Kubrick reportedly assured O’Neal that “the guy” would be fine. Stone had appeared in Kubrick’s previous film, A Clockwork Orange, playing the permissive, passive father of Malcolm MacDowell’s psychotic thug. Whether turning a blind eye to his son’s crimes, defending the lodger whose good behavior — and rent — has eclipsed the son who can longer fight back, or offering the newly famous Alex a place to stay at the film’s end, Stone’s father is a squirm-inducing portrait of disconnected narcissism, of drug-taking, order-following, low-stakes contentment. The fable-like film is deeply Brechtian, theatrical with coarse humor and self-conscious framing that contrast with visceral depictions of violence. Stone’s father is a man in retreat, his body hiding within his floridly youthful suit and tie like a hermit crab inside its shell. It’s a droll performance, almost commedia dell’arte, wrapped around an ugly core of fear.

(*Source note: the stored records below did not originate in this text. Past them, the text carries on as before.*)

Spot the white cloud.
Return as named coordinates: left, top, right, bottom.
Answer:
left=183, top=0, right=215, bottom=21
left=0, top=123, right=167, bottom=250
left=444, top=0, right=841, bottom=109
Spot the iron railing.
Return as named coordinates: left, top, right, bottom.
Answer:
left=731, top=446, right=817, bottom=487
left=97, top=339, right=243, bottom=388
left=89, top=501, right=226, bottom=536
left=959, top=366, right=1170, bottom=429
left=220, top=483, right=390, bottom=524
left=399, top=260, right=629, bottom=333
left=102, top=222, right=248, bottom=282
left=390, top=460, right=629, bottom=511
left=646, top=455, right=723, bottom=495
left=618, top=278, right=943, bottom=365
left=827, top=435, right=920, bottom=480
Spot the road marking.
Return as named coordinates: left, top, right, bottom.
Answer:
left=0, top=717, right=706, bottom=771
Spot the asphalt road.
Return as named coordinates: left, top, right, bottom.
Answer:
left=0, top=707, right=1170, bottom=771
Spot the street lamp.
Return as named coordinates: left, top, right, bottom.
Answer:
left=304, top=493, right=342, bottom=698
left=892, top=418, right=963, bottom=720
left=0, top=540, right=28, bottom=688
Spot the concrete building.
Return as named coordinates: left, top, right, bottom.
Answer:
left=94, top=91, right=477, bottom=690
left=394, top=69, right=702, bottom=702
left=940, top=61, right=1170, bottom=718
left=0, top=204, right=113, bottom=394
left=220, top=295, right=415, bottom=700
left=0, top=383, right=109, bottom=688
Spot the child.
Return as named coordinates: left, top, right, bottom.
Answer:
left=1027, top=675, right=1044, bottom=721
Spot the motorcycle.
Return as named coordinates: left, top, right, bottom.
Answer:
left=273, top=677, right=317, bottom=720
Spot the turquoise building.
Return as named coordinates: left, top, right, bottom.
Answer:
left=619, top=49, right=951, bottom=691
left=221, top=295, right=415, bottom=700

Stone’s third appearance for Kubrick came four years later in The Shining, playing the previous caretaker of the Overlook Hotel, Delbert Grady. Most spectacularly in a chilling scene set in an all-red bathroom, Grady emerges as the avatar of the hotel, pushing the troubled, drunken Jack Torrance to slaughter of family — just as, with an axe, Grady had himself “corrected” the daughters who tried to burn the hotel down, and then the wife that tried to stop him. What’s wonderful about Stone’s performance is also his arbitrary presence: he’s in the film because Kubrick trusts him — because again, there’s an improvisational element, and dozens and dozens of takes. But the reticent note that inflects the nervous Graham and the cowed Father becomes insidious and threatening in Grady. The transitions in the bathroom scene, as he manipulates the befuddled Torrance, are both splendid and ugly — the compliant blandness of evil, roping in the next dupe.
Stone appeared in many other films, and a lot of British television. He is a perfectly fine actor, like so many others, usually asked to deliver again what he’s done before. In the three Kubrick films, his work catches the light a bit differently, and what’s underneath quivers, lovely and cold.